1. ```FS-2/``` and ```FS-3/``` contain data from these two cars. They have subfolders with more specific bits of data.
1. ```DataDecoding&CorrectionScipts/``` contains
1. AEMData Templates contains stuff to flash the dash with the latest program (Nathaniel: "I think" Date: 2025-01-20 )
1. Nathaniel_IMU_Data is from Nathaniel's personal IMU to log data that can be used to learn how to characterize and model the error in IMUs.
1. Parquet.
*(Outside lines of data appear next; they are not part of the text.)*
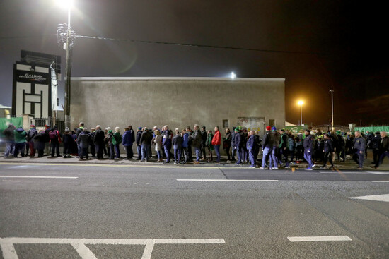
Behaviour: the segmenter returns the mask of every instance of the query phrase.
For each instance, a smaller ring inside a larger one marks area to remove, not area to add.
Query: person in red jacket
[[[216,162],[220,162],[220,143],[221,143],[221,135],[220,131],[219,131],[219,127],[215,127],[215,134],[214,135],[214,138],[212,138],[212,145],[214,146],[214,148],[215,149],[215,152],[216,152]]]

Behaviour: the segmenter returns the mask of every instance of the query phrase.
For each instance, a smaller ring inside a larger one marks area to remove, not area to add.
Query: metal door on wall
[[[245,127],[248,131],[257,131],[260,133],[265,132],[264,117],[240,117],[238,118],[238,126]]]

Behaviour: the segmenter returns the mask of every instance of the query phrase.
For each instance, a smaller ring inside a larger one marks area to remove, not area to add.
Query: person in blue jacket
[[[124,128],[124,133],[123,133],[123,140],[122,140],[122,145],[124,147],[127,152],[126,159],[129,160],[134,157],[134,152],[132,152],[132,145],[135,140],[135,133],[132,130],[132,126],[129,126]]]
[[[306,170],[313,170],[313,162],[312,162],[312,153],[313,152],[313,144],[315,140],[312,135],[310,135],[310,131],[306,129],[305,131],[306,138],[304,138],[303,146],[304,147],[304,158],[308,162],[308,167],[306,168]]]
[[[255,161],[255,154],[257,153],[257,145],[255,143],[255,135],[254,135],[253,131],[250,131],[248,132],[248,135],[250,136],[246,143],[246,147],[248,151],[248,158],[250,159],[250,163],[251,164],[248,167],[255,168],[256,161]]]

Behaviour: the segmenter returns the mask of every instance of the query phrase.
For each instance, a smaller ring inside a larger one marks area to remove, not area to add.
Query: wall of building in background
[[[71,122],[122,131],[194,124],[242,125],[264,132],[285,125],[285,80],[226,78],[72,78]]]

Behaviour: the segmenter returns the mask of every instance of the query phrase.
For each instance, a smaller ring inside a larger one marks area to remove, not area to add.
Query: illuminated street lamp
[[[74,31],[70,26],[70,14],[73,6],[73,0],[57,0],[59,5],[68,10],[67,24],[58,25],[57,42],[63,43],[64,49],[66,51],[66,67],[65,78],[65,127],[70,128],[70,78],[71,75],[71,47],[74,43]]]
[[[303,101],[298,101],[297,102],[300,105],[300,125],[303,125],[303,104],[304,104]]]

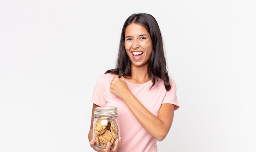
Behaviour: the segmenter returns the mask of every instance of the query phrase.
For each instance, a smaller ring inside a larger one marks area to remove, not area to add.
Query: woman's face
[[[132,23],[126,27],[124,47],[132,65],[147,64],[152,53],[152,40],[150,34],[142,26]]]

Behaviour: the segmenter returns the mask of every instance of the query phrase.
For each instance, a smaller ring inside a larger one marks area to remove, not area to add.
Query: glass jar
[[[96,146],[105,149],[109,141],[111,148],[114,148],[120,132],[117,107],[97,107],[94,111],[94,117],[93,137]]]

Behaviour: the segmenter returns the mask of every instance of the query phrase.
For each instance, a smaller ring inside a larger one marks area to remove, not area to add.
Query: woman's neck
[[[124,78],[128,82],[135,84],[141,84],[150,80],[148,73],[147,65],[131,66],[132,76],[126,76]]]

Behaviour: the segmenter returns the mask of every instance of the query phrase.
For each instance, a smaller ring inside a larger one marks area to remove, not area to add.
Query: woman
[[[88,137],[100,152],[157,152],[179,108],[175,82],[166,70],[163,41],[152,15],[134,14],[125,21],[116,68],[107,70],[96,83]],[[114,148],[100,149],[93,139],[94,112],[99,106],[117,108],[120,137]]]

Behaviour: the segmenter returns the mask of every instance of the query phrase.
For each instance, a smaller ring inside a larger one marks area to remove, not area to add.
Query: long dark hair
[[[119,77],[124,75],[131,76],[131,61],[124,47],[124,37],[126,27],[132,23],[144,26],[150,34],[152,40],[153,48],[151,55],[148,61],[148,73],[153,82],[150,88],[155,84],[156,80],[157,81],[156,79],[157,77],[164,81],[166,90],[170,90],[171,86],[166,69],[162,34],[156,20],[150,14],[135,13],[126,19],[121,33],[116,68],[109,70],[105,73],[115,74],[118,75]]]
This folder is for the Daq files after being converted into CSVs and then Parquets. CSVs are too large to store on their own so we store them as Parquets which are compressed but still accessible by pandas and polars.
1. Temp: Folder for temporarily holding CSVs before making them into parquets
1. Tire Data: Data bought from the TTC (Tire Testing Consortiom) in fall of 2024 for fs-2's tires. Missing lots of data and not as useful as we hoped.
1. TireDataCSV is the tire data but in CSVs 
1. Remaining files are all python or readme etc. for different data analysis purposes.